You set 40 Down time
you set 30 second probe interval

The Down time specifies the length of time before the gateway is marked as down, but the accuracy is controlled by the Probe Interval value. For example, the value that is currently set for Down time is 40 seconds and the Probe Interval is 30 seconds. Only 1 probe would have to fail before the gateway is marked down at the 40 second mark.
WARNING: A single probe failure would cause the gateway to be set to down with currently set values. At least 2 is recommended. Increase Down time or decrease probe interval.

Have some kind of warning text below added and yellow or red color if it is only 1 probe till failure stating that it is only 1 and that at least 2 is recommended.

Yea… easy to say when I am not a php programmer so I wouldn't be coding it :).

jimp

@wallabybob:

While I agree the revised text is an improvement I think it perpetuates the problem by calling an interval a frequency:

. . . your Down time is 40 seconds but on a 30 second frequency,

I appreciate that history might make it difficult to do this, but at least in user visible text, the configuration item Frequency Probe should be changed to the more correct Probe Interval and explanatory text changed appropriately, for example, the changed text replaced by

The Down time specifies the length of time before the gateway is marked as down, but the accuracy is controlled by the Probe Interval value. For example, if your Down time is 40 seconds and the Probe Interval 30 seconds, only one probe would have to fail before the gateway is marked down at the 40 second mark. By default, the gateway is considered down after 10 seconds, and the probe interval is 1 second, so 10 probes would have to fail before the gateway is marked down.
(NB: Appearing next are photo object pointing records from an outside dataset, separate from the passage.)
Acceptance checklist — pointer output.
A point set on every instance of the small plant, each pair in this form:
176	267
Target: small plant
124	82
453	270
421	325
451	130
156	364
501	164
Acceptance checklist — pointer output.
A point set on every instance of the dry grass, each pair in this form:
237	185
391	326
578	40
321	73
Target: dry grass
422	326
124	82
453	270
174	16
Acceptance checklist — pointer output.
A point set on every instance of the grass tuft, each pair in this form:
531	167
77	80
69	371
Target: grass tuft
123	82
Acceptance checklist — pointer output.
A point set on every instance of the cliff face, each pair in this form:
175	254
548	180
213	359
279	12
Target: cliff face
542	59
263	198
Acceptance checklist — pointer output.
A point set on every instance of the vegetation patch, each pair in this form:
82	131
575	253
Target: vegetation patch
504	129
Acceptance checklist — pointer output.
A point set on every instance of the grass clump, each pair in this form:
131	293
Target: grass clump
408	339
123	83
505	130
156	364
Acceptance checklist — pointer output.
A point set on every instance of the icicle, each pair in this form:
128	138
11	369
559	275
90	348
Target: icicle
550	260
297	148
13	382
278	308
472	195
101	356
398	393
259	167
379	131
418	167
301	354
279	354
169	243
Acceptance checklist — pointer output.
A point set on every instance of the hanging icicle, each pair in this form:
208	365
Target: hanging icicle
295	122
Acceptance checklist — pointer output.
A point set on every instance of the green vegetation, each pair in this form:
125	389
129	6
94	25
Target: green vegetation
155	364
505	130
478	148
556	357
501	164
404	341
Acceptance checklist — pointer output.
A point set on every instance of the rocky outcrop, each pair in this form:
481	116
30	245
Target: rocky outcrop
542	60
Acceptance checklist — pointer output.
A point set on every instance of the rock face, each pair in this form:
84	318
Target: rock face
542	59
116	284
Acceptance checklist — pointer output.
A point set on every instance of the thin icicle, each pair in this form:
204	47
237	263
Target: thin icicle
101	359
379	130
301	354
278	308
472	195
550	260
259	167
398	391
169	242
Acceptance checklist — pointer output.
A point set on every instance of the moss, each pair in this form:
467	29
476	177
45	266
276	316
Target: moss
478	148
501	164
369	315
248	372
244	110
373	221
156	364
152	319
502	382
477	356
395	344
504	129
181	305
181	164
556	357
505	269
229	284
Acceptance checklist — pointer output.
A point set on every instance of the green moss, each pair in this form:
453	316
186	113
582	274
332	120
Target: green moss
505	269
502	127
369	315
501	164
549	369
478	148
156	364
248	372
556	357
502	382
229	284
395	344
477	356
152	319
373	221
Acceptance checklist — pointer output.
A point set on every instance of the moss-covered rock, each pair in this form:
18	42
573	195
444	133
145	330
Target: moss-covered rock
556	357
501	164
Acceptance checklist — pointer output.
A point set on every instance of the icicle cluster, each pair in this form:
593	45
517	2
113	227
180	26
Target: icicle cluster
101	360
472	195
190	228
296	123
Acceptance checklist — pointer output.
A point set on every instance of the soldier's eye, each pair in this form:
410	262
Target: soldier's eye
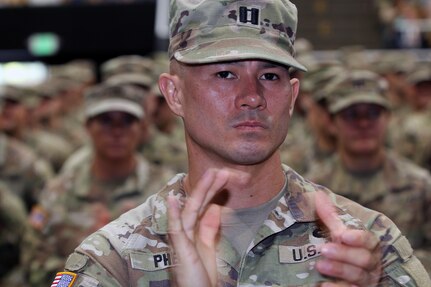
225	75
270	77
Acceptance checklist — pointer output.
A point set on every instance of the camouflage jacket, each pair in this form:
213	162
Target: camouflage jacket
22	171
396	190
75	204
13	226
134	250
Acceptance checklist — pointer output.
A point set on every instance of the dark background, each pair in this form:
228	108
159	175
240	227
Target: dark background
98	32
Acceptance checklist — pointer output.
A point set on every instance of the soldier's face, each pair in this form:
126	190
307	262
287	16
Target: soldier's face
236	112
115	135
13	116
361	129
422	95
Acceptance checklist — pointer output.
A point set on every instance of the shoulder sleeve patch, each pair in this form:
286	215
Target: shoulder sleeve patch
64	279
76	262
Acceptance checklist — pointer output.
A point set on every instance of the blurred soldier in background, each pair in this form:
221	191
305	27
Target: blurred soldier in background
46	119
162	134
110	181
167	145
21	169
303	152
364	170
13	229
411	133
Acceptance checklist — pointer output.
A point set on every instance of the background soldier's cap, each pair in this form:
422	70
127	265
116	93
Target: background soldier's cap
217	31
19	94
356	87
421	73
140	80
126	64
121	98
9	92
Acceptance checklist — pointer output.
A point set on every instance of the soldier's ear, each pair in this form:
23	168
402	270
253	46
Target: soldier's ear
169	85
295	92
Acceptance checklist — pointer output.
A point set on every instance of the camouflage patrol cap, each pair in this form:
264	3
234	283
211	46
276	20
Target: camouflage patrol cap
140	80
212	31
126	64
109	98
356	87
10	92
21	95
421	73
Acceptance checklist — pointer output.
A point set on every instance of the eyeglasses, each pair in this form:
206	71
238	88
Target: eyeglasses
108	120
360	112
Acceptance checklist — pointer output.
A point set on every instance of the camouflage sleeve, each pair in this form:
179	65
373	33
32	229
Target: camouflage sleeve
424	252
101	266
400	266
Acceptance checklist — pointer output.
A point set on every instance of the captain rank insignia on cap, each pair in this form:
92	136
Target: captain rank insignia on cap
249	15
64	279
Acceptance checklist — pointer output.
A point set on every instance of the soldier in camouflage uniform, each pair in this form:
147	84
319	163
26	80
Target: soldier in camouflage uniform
166	145
236	105
111	179
303	153
13	225
410	134
366	171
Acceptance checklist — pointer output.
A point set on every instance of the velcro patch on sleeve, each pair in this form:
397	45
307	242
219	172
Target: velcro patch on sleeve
64	279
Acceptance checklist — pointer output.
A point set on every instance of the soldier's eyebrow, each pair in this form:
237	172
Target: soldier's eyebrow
265	64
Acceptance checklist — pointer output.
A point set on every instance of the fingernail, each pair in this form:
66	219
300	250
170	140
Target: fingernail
349	237
328	250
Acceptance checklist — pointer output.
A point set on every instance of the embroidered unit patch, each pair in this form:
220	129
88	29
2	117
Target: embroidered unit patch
64	279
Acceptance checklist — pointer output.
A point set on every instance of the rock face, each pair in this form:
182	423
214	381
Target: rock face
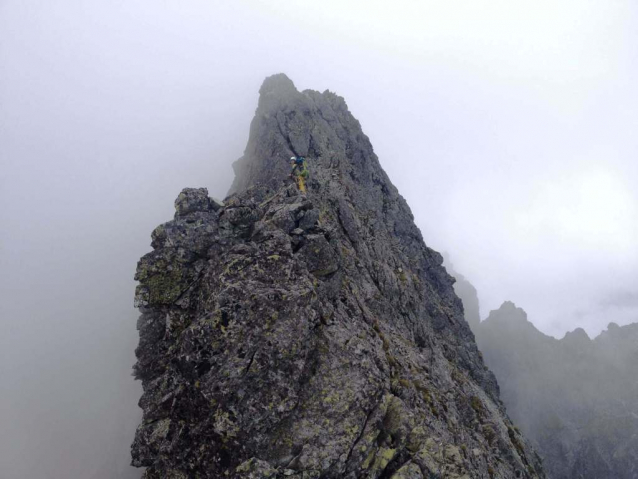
310	336
576	398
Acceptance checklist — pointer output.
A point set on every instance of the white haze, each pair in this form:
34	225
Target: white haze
509	126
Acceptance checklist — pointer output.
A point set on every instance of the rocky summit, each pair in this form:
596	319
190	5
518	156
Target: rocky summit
289	335
576	398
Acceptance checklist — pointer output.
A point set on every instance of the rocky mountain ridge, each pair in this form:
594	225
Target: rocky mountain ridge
576	398
310	335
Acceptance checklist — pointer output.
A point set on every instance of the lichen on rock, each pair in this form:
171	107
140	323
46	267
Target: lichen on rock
309	335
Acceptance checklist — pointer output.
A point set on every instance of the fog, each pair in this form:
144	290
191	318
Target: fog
509	127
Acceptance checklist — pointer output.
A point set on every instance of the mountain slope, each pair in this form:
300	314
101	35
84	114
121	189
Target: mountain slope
310	336
577	398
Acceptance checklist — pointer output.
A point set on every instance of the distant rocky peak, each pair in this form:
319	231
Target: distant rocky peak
508	313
While I am in a pedantic mood, when does the Down Time start? Presumably when a probe is considered to have "failed". In that case for the example values, I expect two consecutive probes would have to "fail" (one to start the Down timer and one 30 seconds later) for the gateway to be considered down. But that assumes a particular mechanism.

There are significant consequences in pfSense considering a gateway down. I expect a significant proportion of pfSense users would not want "gateway down" processing triggered by a single failed gateway probe. So how does one choose values for these parameters so that a single failed probe won't cause a gateway to be considered "down"?
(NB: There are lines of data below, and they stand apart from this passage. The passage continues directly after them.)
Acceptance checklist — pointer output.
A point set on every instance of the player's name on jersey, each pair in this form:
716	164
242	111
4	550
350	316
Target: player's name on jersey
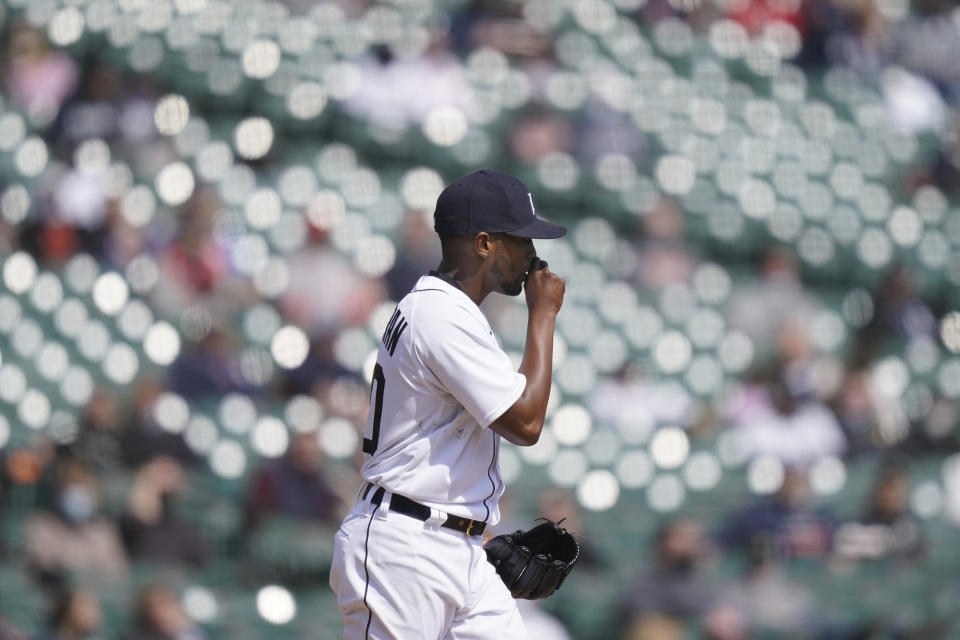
391	335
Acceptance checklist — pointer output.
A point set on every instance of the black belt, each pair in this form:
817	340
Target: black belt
408	507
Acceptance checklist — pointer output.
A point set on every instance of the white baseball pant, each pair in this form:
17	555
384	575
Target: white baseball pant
397	578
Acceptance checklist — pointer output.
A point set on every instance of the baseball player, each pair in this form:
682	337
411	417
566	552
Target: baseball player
409	561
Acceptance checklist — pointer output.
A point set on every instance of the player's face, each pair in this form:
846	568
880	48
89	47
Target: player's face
511	261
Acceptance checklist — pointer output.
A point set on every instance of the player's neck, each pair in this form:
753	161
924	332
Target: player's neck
471	283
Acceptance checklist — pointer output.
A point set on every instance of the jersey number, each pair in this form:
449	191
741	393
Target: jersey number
370	444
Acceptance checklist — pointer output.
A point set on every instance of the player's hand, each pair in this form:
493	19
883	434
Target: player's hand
543	288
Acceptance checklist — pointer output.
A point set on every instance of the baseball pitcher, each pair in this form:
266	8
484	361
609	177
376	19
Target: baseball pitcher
409	559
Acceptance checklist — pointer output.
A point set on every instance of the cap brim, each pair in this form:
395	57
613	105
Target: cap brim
540	229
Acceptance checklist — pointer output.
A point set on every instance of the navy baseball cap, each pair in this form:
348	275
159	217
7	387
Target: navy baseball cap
490	201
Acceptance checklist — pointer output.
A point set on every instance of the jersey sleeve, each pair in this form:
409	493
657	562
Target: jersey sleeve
463	354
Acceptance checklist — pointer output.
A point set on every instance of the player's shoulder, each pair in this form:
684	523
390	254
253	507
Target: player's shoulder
437	304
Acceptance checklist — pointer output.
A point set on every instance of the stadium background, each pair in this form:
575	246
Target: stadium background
208	208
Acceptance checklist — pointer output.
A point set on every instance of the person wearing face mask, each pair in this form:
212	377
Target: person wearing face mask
72	537
76	615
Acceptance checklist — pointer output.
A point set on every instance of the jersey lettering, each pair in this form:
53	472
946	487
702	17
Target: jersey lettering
376	390
391	335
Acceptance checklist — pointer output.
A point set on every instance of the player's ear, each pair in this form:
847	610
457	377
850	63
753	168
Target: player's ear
483	244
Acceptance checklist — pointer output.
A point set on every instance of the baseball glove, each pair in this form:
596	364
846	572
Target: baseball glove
534	563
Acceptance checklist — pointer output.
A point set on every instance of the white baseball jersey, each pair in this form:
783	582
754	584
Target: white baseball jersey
441	378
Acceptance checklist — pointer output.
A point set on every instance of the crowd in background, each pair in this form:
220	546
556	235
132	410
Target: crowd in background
107	499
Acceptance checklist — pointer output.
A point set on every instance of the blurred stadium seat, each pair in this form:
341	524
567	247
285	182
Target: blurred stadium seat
221	196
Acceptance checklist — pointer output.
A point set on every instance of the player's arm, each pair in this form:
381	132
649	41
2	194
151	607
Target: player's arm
522	423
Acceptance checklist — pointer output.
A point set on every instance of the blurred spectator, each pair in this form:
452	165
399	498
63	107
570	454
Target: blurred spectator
73	536
142	437
207	368
417	254
498	25
396	91
673	593
635	405
195	263
76	615
899	313
664	255
927	42
538	132
38	78
346	297
159	616
7	632
767	420
887	529
294	485
785	525
150	527
761	308
767	600
98	442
To be even more pedantic, it is, as defined, a frequency.. It is one probe per X seconds. It could also be called an interval, but calling it a frequency in this context is valid. :-)

"X seconds between probes" and "one probe per X seconds" are equivalent. Both are valid.
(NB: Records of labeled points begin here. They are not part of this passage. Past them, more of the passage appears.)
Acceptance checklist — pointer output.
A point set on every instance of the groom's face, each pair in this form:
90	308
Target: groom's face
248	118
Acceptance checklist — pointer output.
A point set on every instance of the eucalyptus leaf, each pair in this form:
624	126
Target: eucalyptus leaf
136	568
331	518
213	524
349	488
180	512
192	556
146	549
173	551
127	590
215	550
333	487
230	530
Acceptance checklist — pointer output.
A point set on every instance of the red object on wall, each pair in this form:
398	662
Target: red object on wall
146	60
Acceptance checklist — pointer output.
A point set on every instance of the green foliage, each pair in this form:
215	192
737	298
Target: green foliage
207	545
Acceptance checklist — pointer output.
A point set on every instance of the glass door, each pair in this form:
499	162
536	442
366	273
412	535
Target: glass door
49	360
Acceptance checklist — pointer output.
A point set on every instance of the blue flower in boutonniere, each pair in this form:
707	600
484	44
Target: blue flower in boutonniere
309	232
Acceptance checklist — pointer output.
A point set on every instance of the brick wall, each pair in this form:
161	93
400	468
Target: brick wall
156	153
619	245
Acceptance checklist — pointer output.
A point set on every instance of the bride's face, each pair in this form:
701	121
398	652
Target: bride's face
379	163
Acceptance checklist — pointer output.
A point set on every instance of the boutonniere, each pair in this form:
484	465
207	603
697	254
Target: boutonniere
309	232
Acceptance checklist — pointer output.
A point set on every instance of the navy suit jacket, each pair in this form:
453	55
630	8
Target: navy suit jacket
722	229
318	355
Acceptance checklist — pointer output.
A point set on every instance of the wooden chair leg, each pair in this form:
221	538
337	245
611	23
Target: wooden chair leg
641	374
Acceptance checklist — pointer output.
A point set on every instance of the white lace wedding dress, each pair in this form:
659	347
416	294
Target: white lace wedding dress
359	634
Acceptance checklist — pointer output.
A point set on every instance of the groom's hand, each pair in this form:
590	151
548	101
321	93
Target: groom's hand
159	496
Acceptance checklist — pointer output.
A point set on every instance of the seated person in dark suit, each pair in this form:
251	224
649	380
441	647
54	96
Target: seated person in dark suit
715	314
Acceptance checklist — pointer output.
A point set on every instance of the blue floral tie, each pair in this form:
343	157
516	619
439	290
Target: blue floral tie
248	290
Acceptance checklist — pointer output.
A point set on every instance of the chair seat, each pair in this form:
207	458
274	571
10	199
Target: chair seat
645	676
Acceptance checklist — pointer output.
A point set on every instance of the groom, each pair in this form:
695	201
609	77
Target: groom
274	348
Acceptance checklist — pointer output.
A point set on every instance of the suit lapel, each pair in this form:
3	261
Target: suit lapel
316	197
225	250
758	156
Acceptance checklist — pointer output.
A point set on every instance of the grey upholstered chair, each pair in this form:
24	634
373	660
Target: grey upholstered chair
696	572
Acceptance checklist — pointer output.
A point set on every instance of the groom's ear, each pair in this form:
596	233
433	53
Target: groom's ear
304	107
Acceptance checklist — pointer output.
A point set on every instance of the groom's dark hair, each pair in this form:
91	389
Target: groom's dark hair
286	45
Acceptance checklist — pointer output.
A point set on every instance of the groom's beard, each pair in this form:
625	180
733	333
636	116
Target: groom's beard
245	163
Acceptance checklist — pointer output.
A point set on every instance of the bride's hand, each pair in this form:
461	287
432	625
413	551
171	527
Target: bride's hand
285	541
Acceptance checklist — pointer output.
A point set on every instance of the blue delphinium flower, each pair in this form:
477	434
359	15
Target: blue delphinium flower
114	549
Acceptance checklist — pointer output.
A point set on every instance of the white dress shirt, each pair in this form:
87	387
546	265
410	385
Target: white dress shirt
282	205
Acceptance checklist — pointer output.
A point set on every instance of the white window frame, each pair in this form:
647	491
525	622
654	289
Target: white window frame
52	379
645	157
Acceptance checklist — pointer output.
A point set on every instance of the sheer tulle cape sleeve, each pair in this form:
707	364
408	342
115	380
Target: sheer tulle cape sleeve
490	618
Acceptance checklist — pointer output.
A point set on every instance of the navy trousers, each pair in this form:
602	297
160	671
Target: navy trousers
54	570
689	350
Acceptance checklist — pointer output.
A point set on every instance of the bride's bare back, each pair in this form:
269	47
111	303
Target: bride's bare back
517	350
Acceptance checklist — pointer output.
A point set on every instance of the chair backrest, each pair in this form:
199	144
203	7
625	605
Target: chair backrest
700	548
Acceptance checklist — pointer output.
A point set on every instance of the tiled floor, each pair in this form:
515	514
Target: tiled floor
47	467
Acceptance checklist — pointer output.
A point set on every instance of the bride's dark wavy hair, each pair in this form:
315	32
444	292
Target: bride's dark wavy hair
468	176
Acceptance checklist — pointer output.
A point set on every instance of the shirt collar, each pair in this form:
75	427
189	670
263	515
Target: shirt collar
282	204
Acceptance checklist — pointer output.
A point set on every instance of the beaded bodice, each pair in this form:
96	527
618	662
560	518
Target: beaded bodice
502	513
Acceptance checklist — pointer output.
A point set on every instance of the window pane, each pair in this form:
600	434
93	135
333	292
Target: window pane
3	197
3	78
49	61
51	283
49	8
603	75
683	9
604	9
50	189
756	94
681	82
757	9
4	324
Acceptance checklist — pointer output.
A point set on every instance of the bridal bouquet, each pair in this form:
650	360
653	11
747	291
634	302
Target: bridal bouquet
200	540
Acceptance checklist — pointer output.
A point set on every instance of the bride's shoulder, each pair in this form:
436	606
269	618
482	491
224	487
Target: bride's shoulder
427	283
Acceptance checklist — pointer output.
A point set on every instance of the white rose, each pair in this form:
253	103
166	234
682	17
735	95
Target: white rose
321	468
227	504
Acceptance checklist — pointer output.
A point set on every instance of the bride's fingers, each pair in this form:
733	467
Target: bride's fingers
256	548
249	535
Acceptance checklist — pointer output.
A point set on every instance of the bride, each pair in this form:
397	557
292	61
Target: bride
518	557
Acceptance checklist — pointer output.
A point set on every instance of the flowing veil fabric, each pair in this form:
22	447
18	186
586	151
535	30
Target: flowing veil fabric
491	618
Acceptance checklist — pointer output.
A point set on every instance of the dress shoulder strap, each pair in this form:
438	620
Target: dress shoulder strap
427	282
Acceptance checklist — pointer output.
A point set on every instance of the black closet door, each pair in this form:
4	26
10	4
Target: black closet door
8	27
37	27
Down time starts exactly when a failed probe happens. If the frequency is less or equal to half the down time, then you'll get multiple probes before a failure.

Down = 10, Probe = 5 - two probes exactly to be down
Down = 5, Probe = 3 - one probe to be down
Down = 10, Probe = 1 - 10 failures to be down.
Down = 120, Probe = 10 - 12 failures to be down
Down = 120, Probe = 90 - 1 failure to be down

@adam65535:

Why not have the values/example mentioned in the comment be dynamically adjusted to what is set.

You set 40 Down time
you set 30 second probe interval

The Down time specifies the length of time before the gateway is marked as down, but the accuracy is controlled by the Probe Interval value. For example, the value that is currently set for Down time is 40 seconds and the Probe Interval is 30 seconds. Only 1 probe would have to fail before the gateway is marked down at the 40 second mark.
WARNING: A single probe failure would cause the gateway to be set to down with currently set values. At least 2 is recommended. Increase Down time or decrease probe interval.

Have some kind of warning text below added and yellow or red color if it is only 1 probe till failure stating that it is only 1 and 2 is recommended.

Yea… easy to say when I am not a php programmer so I wouldn't be coding it :).

I thought I had done that at one point, maybe it was that way before the note on 2.1 was removed, I'd have to go check the history. That defeats the purpose of an example though. Knowing the actual values is good, but an example is there to show what would happen with different settings than what you're using. Both useful, but in different ways.

wallabybob

@jimp:

To be even more pedantic, it is, as defined, a frequency.. It is one probe per X seconds. It could also be called an interval, but calling it a frequency in this context is valid. :-)

"X seconds between probes" and "one probe per X seconds" are equivalent. Both are valid.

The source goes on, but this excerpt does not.